This short piece appeared in the Graduate Corner section of Forward Together: A Newsletter for Graduates of Southeastern Guide Dogs (August/September issue).
* * *
Before I started training at Southeastern, I spent hours dreaming of the moment when I would meet my pup. In my mind’s eye, the dog – features unspecified – would enter the room, bound toward me, and leap into my arms. Everything about its body language would shout, “I can’t wait to begin our life together!”
So when I was actually introduced to my pup, a black lab male named York, I had to watch my dreamscape crumble into ungainly pieces. Once his CCT* left the room, York ran to the end of his leash, dropped to the floor, and began a plaintive wail. Trainers assured me that York would warm up, but I didn’t believe them. I imagined York staring haughtily into the distance and longed for the moment when I would know that he actually cared about me.

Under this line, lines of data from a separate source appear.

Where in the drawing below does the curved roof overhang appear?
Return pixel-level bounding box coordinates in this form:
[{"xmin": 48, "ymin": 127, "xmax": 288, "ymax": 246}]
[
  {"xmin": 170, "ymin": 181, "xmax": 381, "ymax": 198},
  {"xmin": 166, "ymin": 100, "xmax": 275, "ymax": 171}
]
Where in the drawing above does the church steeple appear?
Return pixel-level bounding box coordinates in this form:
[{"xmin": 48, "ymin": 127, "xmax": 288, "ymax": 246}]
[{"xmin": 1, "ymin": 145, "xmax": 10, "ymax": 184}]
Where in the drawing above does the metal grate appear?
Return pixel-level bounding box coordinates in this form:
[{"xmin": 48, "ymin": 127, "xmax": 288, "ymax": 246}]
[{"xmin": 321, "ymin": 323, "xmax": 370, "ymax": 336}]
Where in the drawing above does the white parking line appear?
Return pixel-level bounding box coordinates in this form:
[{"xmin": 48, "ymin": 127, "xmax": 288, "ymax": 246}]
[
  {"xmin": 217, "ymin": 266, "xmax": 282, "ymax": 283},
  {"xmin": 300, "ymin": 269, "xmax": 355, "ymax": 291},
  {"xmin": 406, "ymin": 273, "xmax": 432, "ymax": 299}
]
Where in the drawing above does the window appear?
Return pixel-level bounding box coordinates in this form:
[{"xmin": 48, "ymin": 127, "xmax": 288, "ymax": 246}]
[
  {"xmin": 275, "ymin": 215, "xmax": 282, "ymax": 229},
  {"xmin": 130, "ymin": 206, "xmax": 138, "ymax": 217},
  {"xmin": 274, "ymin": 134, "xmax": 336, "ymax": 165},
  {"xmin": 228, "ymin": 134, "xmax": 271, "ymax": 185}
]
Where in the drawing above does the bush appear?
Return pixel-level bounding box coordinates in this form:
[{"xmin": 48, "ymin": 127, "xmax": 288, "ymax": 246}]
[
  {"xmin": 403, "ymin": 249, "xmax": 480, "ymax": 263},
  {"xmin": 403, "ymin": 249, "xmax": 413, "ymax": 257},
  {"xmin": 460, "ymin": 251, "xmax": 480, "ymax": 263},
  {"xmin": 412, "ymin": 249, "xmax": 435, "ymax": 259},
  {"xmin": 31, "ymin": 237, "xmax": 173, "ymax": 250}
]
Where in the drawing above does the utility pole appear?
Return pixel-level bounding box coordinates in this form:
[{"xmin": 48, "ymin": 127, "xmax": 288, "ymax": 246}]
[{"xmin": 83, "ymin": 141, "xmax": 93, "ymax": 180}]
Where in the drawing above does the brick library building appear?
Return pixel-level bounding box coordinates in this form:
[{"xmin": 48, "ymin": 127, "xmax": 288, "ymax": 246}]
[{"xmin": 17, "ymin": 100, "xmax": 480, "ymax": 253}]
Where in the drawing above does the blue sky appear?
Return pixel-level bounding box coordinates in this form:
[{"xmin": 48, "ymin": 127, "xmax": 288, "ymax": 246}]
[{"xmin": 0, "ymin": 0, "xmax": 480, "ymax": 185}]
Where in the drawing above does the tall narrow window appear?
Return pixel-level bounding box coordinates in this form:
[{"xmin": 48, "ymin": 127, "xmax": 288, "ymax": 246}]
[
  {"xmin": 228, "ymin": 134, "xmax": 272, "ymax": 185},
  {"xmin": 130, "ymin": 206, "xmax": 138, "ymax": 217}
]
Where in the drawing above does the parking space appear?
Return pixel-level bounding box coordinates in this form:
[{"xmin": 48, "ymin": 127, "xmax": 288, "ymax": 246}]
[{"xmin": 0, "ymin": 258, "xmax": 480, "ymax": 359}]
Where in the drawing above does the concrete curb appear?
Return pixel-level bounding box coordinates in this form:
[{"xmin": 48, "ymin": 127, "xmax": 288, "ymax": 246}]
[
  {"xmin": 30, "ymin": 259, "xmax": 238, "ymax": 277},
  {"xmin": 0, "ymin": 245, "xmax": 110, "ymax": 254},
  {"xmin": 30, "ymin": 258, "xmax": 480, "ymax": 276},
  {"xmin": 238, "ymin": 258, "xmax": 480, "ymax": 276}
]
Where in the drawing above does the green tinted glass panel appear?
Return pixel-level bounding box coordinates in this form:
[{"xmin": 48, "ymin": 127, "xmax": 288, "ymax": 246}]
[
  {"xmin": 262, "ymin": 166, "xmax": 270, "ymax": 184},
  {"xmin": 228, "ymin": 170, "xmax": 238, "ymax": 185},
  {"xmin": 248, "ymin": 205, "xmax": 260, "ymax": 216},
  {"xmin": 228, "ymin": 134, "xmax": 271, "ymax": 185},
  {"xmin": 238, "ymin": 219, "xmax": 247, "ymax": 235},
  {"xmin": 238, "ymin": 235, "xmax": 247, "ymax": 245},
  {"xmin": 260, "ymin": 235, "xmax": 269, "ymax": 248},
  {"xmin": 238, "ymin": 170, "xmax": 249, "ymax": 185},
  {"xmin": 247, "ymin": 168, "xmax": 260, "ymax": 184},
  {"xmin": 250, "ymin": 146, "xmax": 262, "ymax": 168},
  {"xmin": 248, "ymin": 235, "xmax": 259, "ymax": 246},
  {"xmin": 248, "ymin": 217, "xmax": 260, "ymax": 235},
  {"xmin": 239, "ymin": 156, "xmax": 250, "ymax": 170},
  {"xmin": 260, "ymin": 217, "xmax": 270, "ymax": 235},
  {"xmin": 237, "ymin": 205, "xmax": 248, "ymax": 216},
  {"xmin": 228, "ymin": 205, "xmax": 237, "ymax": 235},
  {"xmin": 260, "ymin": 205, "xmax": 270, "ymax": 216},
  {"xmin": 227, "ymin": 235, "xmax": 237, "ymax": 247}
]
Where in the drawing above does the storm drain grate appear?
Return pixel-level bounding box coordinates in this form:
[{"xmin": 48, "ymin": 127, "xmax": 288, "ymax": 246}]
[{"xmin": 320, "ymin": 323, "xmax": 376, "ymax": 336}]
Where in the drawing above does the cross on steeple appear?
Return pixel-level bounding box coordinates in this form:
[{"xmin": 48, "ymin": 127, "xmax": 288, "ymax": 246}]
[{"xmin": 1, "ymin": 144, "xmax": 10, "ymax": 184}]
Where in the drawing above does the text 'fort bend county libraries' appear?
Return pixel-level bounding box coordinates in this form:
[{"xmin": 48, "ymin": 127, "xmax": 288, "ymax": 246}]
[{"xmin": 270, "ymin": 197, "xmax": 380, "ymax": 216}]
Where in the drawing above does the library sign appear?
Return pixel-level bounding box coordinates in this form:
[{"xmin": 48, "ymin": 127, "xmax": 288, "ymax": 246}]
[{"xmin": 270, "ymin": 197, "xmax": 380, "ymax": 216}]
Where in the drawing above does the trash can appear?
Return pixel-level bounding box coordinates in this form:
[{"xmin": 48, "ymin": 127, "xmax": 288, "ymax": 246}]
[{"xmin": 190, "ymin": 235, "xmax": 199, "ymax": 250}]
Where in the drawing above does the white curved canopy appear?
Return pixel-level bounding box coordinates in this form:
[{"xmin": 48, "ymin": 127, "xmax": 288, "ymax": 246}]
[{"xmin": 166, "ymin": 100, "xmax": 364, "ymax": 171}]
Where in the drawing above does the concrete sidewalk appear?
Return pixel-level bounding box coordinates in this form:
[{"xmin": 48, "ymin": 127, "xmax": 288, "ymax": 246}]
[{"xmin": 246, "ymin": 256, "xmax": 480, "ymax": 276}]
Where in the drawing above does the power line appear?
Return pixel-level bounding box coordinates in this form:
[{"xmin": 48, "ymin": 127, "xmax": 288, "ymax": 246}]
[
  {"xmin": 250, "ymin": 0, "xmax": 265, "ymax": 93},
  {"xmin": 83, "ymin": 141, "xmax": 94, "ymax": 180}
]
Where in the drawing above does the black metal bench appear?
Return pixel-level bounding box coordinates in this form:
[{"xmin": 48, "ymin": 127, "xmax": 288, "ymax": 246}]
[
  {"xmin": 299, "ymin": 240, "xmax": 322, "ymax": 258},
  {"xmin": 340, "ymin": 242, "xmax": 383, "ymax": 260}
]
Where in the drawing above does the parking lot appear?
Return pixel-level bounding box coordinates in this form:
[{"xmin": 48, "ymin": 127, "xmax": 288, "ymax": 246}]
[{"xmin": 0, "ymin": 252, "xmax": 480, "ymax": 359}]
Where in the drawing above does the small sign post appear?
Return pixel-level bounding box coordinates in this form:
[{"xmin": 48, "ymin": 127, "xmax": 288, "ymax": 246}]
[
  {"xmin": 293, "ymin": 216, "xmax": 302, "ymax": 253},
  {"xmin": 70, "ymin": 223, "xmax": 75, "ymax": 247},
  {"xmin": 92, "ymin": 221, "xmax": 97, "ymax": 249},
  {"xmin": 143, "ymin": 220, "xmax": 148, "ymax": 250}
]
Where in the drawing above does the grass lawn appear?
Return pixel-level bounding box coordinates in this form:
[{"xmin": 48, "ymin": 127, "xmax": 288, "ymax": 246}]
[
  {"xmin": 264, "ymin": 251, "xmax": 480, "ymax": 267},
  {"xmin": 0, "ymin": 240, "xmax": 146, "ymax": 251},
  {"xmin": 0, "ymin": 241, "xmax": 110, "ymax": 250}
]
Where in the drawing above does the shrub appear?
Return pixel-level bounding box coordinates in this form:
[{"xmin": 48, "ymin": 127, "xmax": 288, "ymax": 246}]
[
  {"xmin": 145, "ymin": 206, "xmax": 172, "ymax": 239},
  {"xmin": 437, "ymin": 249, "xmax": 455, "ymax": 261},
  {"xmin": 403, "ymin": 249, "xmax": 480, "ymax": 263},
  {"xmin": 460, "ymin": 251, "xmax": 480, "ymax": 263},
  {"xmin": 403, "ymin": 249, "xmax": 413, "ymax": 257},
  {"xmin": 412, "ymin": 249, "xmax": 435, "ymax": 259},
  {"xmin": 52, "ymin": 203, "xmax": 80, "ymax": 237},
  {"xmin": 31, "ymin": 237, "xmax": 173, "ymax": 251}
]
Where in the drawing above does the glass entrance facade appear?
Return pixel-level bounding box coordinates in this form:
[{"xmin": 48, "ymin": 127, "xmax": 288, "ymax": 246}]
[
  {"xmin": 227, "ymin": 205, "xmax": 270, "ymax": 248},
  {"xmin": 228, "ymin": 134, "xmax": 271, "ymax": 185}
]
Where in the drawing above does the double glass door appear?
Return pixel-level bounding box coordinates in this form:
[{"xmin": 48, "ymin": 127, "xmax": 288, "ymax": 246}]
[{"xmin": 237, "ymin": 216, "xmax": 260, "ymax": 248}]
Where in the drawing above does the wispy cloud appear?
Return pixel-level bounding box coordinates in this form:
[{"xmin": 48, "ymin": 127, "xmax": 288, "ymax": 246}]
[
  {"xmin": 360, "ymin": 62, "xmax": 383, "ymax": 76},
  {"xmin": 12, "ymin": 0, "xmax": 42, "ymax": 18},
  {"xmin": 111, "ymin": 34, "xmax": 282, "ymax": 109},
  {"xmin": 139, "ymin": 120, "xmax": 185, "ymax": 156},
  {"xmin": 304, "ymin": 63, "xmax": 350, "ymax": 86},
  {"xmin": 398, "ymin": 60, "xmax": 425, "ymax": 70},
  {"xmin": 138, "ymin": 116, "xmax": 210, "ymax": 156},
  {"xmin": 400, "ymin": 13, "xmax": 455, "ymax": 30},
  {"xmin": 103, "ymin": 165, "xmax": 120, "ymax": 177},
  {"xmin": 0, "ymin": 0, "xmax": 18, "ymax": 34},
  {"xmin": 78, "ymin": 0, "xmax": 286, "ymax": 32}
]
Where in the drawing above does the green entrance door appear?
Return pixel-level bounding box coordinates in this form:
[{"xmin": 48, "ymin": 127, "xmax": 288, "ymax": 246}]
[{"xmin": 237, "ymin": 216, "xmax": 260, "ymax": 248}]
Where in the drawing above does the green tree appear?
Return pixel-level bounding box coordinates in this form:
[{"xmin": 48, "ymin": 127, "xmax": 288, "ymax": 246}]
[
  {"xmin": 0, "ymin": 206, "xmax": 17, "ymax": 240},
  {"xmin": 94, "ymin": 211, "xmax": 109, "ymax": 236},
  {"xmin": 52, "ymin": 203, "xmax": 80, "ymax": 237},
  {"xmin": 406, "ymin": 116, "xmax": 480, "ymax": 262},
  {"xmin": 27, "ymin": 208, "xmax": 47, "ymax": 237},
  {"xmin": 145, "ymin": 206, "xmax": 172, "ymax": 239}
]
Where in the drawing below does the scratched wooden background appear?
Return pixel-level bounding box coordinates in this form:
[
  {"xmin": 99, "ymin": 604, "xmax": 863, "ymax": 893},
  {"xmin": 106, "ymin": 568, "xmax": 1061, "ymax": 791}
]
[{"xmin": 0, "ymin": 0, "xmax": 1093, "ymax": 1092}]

When York and I worked for the first time in harness, I began to understand the level of trust and courage we both needed. On the nature trail, we prepared to step down out of the gazebo, and I froze. Unwilling to let York’s paws gauge the depth of the step down, I wanted my cane: I wasn’t prepared to depend on another being, especially one who didn’t seem to like me very much. After an eternity of minutes, I did step down – and I didn’t twist an ankle. York’s paws and my feet were safely on the path, moving forward. In that small gesture, I recognized his potential in harness.
Learning to trust my trainers as well as York, I should have believed them when they said the long recall would make me happy. After I left York in a sit-stay, he began a familiar sound – the morose whine I remembered from our initial meeting. At the end of the designated hallway, I called his name and heard him barreling down corridors, collar jingling, paws thumping. I saw him flying toward me – a huge hurtling black blur. My trainer caught him before he could leap into my arms.
When I left him on tie-down so I could do laundry, I heard York’s song again. I timed the process of loading the washer: not more than 5 minutes. But York stood at the half-open door to my room, his cries amplified by the long hallway. I turned down the hallway and saw him sprawled in my doorway, looking deflated. When I came to the door, I heard him leaping with joy, tail swinging, ears flapping.
I know I should quiet his vocal outbursts, but I can’t help smiling when York starts crying for me. His persistent whine – more like the moan of an injured whale – rings in my ears like a love song. It’s the theme to my longed-for moment, the song that says he wants me beside him.